White Pencil on Black Paper

White Pencil on Black Paper: Light and Shadow


I'm not too keen on realism but as a student one had to follow the teachers rules, and for one of my courses at design school the main activity was drawing and it was pretty demanding. You weren't taught how to draw, you just had to, which was a bit problematic. Anyway, when dealing with space, you had to establish geometrical horizon and vanishing point, no fooling around. Handling light and shadow areas and generating volume was essential since the whole principle of the course was that things take form thanks to light. And that's the reason for the white pencil on black paper: light intertwined with darkness creates for the eye the necessary variations to distinguish anything from everything else. It seems kinda obvious but I had really never thought about the world around me in this way... Paying attention to the variations between light 'n shadow on what I had to draw got me these results.


Here I drew my own hand holding some cylinder object, I think it was a perfume case.

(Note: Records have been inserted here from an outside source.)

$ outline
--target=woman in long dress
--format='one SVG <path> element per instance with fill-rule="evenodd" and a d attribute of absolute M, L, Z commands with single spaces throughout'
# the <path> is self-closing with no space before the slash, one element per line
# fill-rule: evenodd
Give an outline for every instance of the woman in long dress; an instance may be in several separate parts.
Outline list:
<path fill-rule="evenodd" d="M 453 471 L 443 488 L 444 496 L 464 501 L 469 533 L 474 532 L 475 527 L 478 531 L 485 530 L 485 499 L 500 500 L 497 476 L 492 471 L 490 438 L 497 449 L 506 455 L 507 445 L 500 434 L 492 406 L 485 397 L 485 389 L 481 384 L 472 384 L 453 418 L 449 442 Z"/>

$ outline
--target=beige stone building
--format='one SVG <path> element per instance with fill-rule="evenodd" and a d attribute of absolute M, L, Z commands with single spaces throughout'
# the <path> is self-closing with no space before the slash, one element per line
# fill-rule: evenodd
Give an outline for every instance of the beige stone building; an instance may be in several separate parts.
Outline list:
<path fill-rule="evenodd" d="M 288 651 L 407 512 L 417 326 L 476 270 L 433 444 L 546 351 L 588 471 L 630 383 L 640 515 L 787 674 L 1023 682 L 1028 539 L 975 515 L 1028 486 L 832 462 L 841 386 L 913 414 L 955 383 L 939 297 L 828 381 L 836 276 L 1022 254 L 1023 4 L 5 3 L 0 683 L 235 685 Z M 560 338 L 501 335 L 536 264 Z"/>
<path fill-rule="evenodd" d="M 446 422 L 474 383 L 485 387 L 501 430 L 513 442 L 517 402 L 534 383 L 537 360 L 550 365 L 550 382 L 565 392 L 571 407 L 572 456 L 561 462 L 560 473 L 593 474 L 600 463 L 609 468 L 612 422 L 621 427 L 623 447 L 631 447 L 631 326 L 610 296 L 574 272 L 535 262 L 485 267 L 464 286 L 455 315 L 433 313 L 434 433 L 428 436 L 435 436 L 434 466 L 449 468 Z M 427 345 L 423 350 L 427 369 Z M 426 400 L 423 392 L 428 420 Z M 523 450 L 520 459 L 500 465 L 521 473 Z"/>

This one I drew from a live model, it's unfinished and I kinda like it that way.

This is how I felt at design school sometimes...


Since my primary area of study was audiovisual content, not the art of drawing, I think the handling of light and darkness was kind of tied to how cameras function. In very basic terms when using a camera of any kind you let in light to some degree or other into the darkness within, and that allows for the creation of an image. It is in the interaction of light and shadow that different styles and effects can be crafted. Not to mention that movies have taken a lot from other forms of art which are more strictly visual, such as painting. 


I'm not saying these paintings and movies are directly related, I'm just emphasizing that people's fascination with the effects
of light and shadow within a composition has been around since way before the existence of photography and cinema.